A second motive for Brito's fabrications regarding Roupinho appears to be that he wanted to ensure that the Portuguese language, identity, and culture were not eradicated by the Spanish Habsburgs. Following the unification of the crowns in 1580, Portuguese nobility, clergy, and intellectuals faced increasing political alienation under Spanish Habsburg governance. Brito's focus on the "Legend of Nazaré" and Roupinho’s heroic exploits attempted to make the argument that Portugal had sacred origins and glorious bloodlines and that Portugal ought to be considered as an equal to Spain as opposed to a conquered province.

==Conclusion==
Brito is seen today as a brilliant 17th-century archivist and author who was largely responsible for the creation of the Monarchia Lusitana, a multi-volume history of Portugal. With regard to the "Legend of Nazaré" and the life of Roupinho, however, Brito departed from his official role and created intricate false narratives to promote his own ulterior motives.

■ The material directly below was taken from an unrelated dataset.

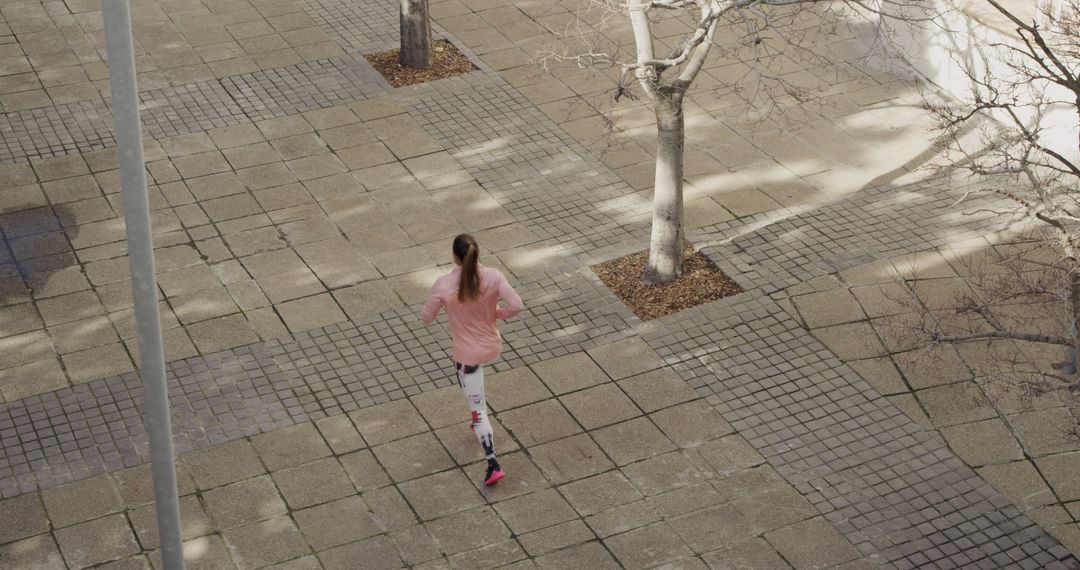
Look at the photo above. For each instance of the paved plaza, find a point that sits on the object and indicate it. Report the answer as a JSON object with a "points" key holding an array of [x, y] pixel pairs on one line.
{"points": [[301, 209]]}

Brito's deceptions were so well done that he ultimately altered the true history of a small number of events in 12th-century Portugal. His work was so convincing in its time that his successors did not question or make corrections to his histories when they continued the writing of the Monarchia Lusitana after his death. As a result, the narratives with their distortions were codified and accepted as fact in Portuguese history books for centuries and spread across Europe. Even into the 19th and 20th-century, authors such as McMurdo and H.V. Livermore were taken in by Brito's deceptions.

Reflecting on the transgressions that Brito committed in the interest of Portugal as a nation while occupied by Spain, modern evaluations often view his actions contextually as an effort to save the cultural identity of his country.